Собаки часто испытывают почти то же самое. Общество человека способно понизить уровень кортизола у пса, а поглаживание — успокоить колотящееся сердце. Для нас обоих это нечто вроде плацебо — ведь изменения происходят безо всякой видимой причины. Общение с животным способно дать результат, аналогичный долговременному приему предписанного лекарства или курсу когнитивно-поведенческой терапии. Разумеется, что-нибудь может пойти не так; результатом чересчур сильной привязанности может стать панический страх потерять хозяина, и в итоге собака будет не в состоянии прожить без вас ни минуты.
Есть ли и другие результаты взаимной привязанности? Мы уже видели, что собаки многое знают о нас — о запахах, состоянии здоровья, эмоциях, — и все это не только благодаря чудесному сенсорному восприятию, но и простому знакомству с человеком. Собаки со временем узнают, как мы обычно ведем себя, пахнем, выглядим и, таким образом, могут заметить отклонение (на что порой неспособны мы). Эффект привязанности срабатывает, потому что собаки прекрасно умеют взаимодействовать с окружающими. Они откликаются на наши поступки и, главное, обращают на нас внимание.
Привязанность глубоко пускает корни, и эта связь инстинктивна. Так, собаки замечают наши зевки. Точь-в-точь как люди, собаки, которые видят, что человек зевает, через минуту начинают неудержимо зевать сами. Шимпанзе — единственные животные, помимо собак, для которых зевание заразительно. Проведите несколько минут, зевая на глазах у собаки (при этом старайтесь не хихикать и не поддаваться на провокации), — и вы сами ощутите эту связь между вами и питомцем.

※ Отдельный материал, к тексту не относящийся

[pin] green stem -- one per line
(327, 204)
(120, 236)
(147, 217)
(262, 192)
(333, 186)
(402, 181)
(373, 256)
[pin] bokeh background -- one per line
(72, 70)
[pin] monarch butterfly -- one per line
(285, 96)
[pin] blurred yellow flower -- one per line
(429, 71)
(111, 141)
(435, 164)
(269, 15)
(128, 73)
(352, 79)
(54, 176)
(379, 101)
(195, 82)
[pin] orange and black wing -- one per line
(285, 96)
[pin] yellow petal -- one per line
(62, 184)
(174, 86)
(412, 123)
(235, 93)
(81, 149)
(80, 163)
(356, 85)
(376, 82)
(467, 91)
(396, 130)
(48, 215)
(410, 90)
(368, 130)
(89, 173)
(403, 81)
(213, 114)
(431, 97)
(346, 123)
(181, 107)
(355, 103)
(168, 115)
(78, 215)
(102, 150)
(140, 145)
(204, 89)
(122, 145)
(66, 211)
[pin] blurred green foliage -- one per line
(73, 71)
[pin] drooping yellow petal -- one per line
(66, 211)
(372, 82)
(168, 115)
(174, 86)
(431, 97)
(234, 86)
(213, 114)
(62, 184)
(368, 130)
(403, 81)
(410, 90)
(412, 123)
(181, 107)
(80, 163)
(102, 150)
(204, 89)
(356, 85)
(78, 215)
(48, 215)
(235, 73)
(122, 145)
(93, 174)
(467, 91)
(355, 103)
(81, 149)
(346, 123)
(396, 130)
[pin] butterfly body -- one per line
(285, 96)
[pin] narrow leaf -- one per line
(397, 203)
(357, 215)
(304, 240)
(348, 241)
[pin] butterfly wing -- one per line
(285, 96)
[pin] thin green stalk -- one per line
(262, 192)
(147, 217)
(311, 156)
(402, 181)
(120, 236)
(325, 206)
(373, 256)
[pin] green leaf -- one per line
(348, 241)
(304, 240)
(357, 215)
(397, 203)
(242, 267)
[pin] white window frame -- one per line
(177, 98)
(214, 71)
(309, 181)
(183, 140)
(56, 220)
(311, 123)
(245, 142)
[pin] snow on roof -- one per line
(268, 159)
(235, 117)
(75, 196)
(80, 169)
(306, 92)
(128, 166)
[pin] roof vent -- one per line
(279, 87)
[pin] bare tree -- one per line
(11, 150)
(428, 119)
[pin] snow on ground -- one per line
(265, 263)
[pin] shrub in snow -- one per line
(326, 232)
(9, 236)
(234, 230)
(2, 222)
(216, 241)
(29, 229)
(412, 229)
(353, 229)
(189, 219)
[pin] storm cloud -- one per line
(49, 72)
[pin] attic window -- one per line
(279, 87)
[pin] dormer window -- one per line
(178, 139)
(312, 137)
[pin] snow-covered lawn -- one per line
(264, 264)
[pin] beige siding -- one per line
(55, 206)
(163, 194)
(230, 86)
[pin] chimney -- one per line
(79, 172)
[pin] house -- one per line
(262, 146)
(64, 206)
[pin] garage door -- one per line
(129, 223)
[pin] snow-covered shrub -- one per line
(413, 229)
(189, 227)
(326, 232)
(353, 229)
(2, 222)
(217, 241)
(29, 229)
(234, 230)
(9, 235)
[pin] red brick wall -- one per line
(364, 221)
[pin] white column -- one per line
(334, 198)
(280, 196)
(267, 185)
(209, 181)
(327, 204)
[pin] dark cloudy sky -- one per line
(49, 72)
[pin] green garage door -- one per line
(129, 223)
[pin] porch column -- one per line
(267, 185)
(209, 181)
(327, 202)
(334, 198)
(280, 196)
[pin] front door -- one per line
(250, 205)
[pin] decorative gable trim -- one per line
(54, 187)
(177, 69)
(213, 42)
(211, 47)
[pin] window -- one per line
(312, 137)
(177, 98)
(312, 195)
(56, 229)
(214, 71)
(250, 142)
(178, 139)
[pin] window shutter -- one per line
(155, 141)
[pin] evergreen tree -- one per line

Ученые мало что могут сказать по этому поводу. Исследователи (до некоторой степени намеренно) не анализировали тот фактор, который особенно важен для хозяина собаки, — ощущение связи между человеком и животным. Это ощущение ежедневно подкрепляется жестами, координацией действий, общим молчанием. Его можно разъять на составные части при помощи скучного научного метода, но невозможно воспроизвести в условиях эксперимента. Исследователи часто используют так называемый двойной слепой метод, чтобы убедиться в достоверности полученных данных. Субъекту неизвестна цель эксперимента; а экспериментатор не знает, от какой группы — контрольной или экспериментальной — получены данные. Таким образом, ученый избегает соблазна подогнать факты под гипотезу.